WASHINGTON – The productivity of American workers was flat in the first three months of this year, while labour costs rose at the fastest pace since the second quarter of last year.

Productivity growth was zero in the January-March quarter after rising at a 1.8 per cent annual rate in the fourth quarter, the Labor Department reported Monday. It was the weakest performance since productivity had fallen at a 0.1 per cent rate in the second quarter of last year but an improvement from an initial reading of a 0.6 per cent decline.

Productivity, the amount of output per hour of work, has been weak through most of the current recovery. Many analysts believe finding a way to boost productivity growth is the biggest economic challenge facing the country, but there is no consensus on the cause of the slowdown.
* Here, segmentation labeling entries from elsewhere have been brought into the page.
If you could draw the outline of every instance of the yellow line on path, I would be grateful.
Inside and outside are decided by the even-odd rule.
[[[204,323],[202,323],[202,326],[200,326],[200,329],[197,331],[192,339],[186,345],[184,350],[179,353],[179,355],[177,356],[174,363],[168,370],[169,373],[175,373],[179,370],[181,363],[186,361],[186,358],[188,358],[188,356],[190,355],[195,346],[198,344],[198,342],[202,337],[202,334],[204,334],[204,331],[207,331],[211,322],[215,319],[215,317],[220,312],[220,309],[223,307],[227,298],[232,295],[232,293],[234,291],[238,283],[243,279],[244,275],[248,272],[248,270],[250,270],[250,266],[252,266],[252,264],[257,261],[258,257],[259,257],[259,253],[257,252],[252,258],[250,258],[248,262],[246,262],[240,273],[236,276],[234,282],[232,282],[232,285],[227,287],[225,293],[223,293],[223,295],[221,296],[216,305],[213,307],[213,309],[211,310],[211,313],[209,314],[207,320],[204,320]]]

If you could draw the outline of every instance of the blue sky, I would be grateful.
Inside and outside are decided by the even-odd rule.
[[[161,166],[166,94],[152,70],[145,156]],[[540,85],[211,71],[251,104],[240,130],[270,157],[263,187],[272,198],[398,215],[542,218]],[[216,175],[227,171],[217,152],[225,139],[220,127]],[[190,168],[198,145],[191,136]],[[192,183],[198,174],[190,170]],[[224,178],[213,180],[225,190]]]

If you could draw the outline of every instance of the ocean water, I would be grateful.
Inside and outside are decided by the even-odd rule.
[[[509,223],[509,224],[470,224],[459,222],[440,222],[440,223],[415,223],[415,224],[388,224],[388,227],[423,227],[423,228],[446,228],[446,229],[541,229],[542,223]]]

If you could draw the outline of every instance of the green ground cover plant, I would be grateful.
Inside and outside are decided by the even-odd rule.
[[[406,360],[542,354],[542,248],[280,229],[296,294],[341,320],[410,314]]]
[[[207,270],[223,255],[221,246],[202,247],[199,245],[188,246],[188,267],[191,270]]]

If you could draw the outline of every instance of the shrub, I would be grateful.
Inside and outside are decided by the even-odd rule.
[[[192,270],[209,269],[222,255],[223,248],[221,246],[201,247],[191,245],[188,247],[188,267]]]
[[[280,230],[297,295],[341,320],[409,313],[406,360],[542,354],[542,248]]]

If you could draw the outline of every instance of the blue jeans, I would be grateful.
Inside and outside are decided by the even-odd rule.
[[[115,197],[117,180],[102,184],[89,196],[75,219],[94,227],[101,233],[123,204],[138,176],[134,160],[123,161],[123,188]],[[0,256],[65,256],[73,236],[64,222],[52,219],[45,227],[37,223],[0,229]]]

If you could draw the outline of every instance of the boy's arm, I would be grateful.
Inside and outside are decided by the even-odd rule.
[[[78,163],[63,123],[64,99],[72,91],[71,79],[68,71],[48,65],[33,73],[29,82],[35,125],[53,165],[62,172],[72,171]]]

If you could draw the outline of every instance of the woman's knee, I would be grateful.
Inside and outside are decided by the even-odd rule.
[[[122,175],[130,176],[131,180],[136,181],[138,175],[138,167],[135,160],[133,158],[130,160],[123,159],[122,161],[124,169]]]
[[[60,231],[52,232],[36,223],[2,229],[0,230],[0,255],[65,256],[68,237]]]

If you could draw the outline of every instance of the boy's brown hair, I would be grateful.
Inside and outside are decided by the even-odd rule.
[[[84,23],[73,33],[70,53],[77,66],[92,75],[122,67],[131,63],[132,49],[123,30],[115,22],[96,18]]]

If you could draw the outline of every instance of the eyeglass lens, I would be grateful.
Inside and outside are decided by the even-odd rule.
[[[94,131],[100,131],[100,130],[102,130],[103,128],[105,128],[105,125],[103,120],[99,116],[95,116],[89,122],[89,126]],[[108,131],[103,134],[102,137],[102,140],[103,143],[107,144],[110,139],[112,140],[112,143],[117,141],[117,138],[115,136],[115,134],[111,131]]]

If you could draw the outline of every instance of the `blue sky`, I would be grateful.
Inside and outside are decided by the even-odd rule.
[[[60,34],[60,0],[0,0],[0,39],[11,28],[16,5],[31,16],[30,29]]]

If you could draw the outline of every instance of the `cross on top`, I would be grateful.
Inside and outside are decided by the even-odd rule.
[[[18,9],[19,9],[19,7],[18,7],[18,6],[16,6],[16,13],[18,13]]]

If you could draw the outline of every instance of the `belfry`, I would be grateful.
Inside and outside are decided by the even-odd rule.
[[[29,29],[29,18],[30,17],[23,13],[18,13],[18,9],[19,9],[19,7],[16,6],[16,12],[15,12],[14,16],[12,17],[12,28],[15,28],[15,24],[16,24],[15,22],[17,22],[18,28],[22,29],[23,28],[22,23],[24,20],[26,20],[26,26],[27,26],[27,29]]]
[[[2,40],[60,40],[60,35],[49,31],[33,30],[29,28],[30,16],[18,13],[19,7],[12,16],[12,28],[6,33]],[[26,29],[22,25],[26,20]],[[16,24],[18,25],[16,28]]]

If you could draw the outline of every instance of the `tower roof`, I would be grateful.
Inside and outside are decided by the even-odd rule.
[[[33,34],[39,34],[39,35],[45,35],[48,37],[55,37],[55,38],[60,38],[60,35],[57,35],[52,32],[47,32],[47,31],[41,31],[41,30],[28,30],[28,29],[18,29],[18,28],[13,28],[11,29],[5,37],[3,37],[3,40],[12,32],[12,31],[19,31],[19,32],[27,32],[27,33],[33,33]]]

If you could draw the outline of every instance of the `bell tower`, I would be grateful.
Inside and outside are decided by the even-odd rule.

Labour costs rose at a 2.2 per cent rate after having fallen at a 4.6 per cent rate in the fourth quarter. It was the fastest gain since April-June of last year.

The revision in first quarter productivity had been expected because of the revision to first quarter gross domestic product, the economy’s total output of goods and services. The government initially reported that GDP had risen by a tepid 0.7 per cent rate in the January-March perio. But that was revised to show a slightly better reading of a 1.2 per cent gain. The boost in output led to the better reading for productivity.

Since 2007, productivity increases have averaged just 1.2 per cent. That’s less than half the 2.6 per cent average annual gains turned in from 2000 to 2007, when the country was benefiting from increased efficiency from greater integration of computers and the internet into the workplace.

Rising productivity means increased output for each hour of work, which allows employers to boost wages without triggering higher inflation.

The effort to boost productivity back to the levels since before the Great Recession will likely be a key factor in determining whether President Donald Trump will achieve his goal of boosting overall growth from the weak 2.1 per cent average seen since the recession. The economy’s potential for growth is a combination of increases in the labour force and growth in productivity.

During the campaign, Trump pledged to double growth to 4 per cent or better. Trump last month released a budget that projects faster economic grwoth will produce $2 trillion in deficit reduction over the next decade but that forecasts expects growth to rise over the next few years to a sustained pace of 3 per cent annual gains.